The Meaning of the Concept in This Book
Reason in Arkoun’s project is not absent from Islam; rather, it is present as a force that was marginalized or excluded at particular historical moments. Here it appears as a field that needs to be freed from theological and fundamentalist enclosures through historical and methodological critique.
Its Place in the Book’s Argument
In this book, reason is linked to Arkoun’s larger question: how was Islamic thought able to know moments of rationality, and then see critical reason recede in the face of theological and juristic closure? For that reason, the concept is not presented as an abstract definition, but as an element that explains the crises of faith and reason, the limits of tradition, and the reception gap between the Islamic experience and European modernity.
How It Works within the Atlas
Within the atlas, reason functions as a node that brings together the history of Islamic philosophy, criticism of fundamentalism, and the trajectory of modernity. It connects with Ibn Rushd and Ibn Khaldun as two rational moments, and it also connects with the idea that the flourishing of Arab rationalism was the result of historical conditions and epistemic openness.
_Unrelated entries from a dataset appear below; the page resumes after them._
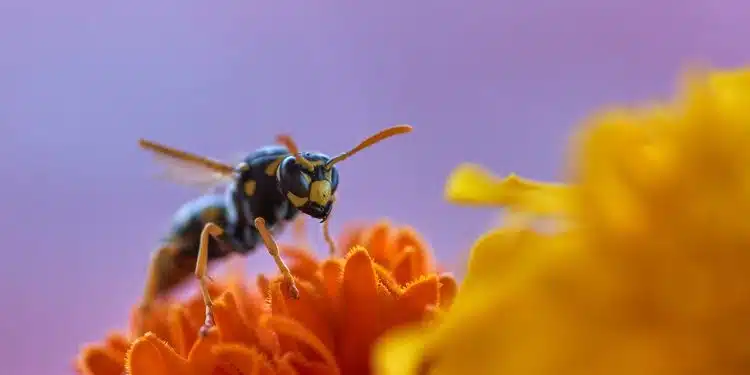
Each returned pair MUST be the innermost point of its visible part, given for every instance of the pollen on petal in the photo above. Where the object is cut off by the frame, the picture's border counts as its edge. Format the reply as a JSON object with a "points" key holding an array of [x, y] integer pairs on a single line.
{"points": [[346, 303], [101, 361], [245, 359], [376, 242]]}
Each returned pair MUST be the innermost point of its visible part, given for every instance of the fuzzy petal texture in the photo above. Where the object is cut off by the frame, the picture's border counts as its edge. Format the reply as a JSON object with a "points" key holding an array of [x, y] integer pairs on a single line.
{"points": [[346, 303], [646, 272]]}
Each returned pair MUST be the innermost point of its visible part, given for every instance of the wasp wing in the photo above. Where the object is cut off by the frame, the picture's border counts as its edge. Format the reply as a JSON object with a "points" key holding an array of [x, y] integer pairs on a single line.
{"points": [[189, 169]]}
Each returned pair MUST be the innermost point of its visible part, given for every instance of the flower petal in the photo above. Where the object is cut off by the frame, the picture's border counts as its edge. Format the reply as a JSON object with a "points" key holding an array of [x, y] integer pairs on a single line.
{"points": [[310, 310], [376, 242], [245, 359], [97, 360], [332, 272], [302, 263], [403, 239], [307, 367], [399, 352], [386, 279], [151, 356], [402, 266], [231, 325], [201, 357], [411, 305], [448, 289], [360, 321], [263, 285], [183, 334], [291, 328], [351, 237], [118, 343]]}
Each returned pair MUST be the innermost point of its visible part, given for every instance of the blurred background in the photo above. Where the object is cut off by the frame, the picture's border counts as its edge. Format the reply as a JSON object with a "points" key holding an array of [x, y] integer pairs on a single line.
{"points": [[494, 82]]}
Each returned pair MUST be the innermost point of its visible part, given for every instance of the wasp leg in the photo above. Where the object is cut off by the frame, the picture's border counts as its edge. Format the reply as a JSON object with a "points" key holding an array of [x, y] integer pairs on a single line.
{"points": [[329, 239], [201, 272], [273, 249], [165, 271], [327, 233]]}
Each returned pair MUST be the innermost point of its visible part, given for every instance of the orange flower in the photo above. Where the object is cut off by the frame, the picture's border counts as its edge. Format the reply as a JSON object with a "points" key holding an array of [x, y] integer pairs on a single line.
{"points": [[346, 303]]}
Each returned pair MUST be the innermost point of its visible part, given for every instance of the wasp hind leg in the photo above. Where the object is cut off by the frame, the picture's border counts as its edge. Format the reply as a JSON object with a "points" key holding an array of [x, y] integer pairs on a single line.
{"points": [[164, 272], [201, 272], [273, 250]]}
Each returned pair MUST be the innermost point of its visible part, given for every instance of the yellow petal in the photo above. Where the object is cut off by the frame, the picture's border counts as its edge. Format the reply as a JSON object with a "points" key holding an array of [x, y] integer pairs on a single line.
{"points": [[448, 289], [415, 299]]}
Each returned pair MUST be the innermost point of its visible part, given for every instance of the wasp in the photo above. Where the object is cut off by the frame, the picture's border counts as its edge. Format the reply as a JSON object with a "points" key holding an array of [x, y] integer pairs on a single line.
{"points": [[262, 193]]}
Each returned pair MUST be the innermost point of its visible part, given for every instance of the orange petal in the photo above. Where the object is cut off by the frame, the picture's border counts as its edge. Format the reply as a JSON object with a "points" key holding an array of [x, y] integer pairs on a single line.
{"points": [[96, 360], [151, 356], [201, 358], [263, 284], [155, 320], [403, 239], [387, 280], [306, 367], [351, 237], [448, 289], [416, 299], [230, 323], [118, 343], [265, 368], [402, 266], [302, 262], [359, 319], [332, 272], [279, 295], [245, 360], [284, 366], [376, 242], [183, 334], [310, 310], [420, 262], [291, 328]]}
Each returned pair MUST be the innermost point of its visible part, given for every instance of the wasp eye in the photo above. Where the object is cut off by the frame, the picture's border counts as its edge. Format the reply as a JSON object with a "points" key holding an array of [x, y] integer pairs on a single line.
{"points": [[306, 180]]}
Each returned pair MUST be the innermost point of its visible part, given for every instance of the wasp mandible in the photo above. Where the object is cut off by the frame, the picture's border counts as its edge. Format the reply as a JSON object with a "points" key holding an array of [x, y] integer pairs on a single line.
{"points": [[262, 193]]}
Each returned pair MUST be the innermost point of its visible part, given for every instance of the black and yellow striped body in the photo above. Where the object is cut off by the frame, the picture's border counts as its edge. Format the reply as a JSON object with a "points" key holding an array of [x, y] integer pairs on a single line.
{"points": [[254, 194]]}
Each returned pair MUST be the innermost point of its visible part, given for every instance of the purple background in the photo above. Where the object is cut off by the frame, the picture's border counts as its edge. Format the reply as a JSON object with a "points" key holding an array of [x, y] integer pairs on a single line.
{"points": [[498, 83]]}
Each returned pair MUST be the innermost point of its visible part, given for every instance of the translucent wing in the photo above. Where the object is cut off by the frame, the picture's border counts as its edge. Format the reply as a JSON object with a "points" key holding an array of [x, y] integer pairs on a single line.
{"points": [[189, 169]]}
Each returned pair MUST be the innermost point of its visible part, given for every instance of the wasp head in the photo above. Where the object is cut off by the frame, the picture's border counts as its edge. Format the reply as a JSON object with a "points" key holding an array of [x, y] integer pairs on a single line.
{"points": [[309, 184]]}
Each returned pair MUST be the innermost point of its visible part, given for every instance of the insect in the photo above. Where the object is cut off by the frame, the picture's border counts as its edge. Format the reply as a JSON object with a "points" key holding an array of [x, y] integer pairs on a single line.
{"points": [[269, 188]]}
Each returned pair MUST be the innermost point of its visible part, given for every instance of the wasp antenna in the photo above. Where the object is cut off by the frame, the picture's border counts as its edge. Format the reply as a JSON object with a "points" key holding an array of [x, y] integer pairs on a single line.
{"points": [[370, 141], [288, 142]]}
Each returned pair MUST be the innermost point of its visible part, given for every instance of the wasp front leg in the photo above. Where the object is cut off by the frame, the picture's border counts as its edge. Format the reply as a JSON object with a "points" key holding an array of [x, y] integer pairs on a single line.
{"points": [[273, 250], [201, 271], [327, 233]]}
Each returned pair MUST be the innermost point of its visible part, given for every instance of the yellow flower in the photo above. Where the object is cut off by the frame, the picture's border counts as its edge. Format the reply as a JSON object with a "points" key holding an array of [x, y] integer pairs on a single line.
{"points": [[345, 304], [647, 272]]}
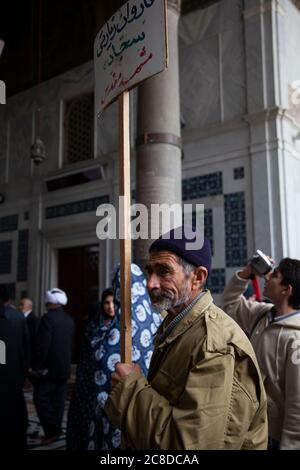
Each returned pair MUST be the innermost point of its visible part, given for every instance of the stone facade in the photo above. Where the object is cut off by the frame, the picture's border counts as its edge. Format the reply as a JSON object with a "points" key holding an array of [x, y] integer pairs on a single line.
{"points": [[240, 113]]}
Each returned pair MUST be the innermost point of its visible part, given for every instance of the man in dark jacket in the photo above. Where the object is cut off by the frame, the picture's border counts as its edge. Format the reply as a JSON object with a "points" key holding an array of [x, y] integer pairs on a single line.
{"points": [[18, 323], [13, 414], [32, 323], [52, 363]]}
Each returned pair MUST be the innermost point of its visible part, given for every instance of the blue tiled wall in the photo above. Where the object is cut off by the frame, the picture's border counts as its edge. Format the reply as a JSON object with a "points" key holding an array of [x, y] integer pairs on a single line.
{"points": [[22, 256], [235, 229], [239, 173], [5, 257], [208, 226], [202, 186], [11, 290]]}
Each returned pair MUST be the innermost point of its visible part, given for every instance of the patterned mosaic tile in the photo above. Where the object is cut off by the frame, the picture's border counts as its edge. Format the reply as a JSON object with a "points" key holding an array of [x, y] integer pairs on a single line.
{"points": [[239, 173], [235, 229], [5, 257], [9, 223], [22, 267], [216, 281], [208, 226], [202, 186], [11, 287]]}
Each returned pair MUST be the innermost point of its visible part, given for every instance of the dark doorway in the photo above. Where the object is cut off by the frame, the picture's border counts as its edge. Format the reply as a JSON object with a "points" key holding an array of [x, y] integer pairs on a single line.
{"points": [[78, 277]]}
By contrast, the atlas makes clear that material modernization alone is not enough, that intellectual modernity requires modern scientific tools, and that the question of religion and reason has not been settled by modernity itself.
The atlas also links reason to criticism of metaphysics, moral sermonizing, and religious discourse when it approaches mythos, and to the idea that the scholar-thinker turns modern tools into a critical project. Through the comparative history of the monotheistic religions, reason becomes a broader human horizon, not merely a tool within a limited juristic debate.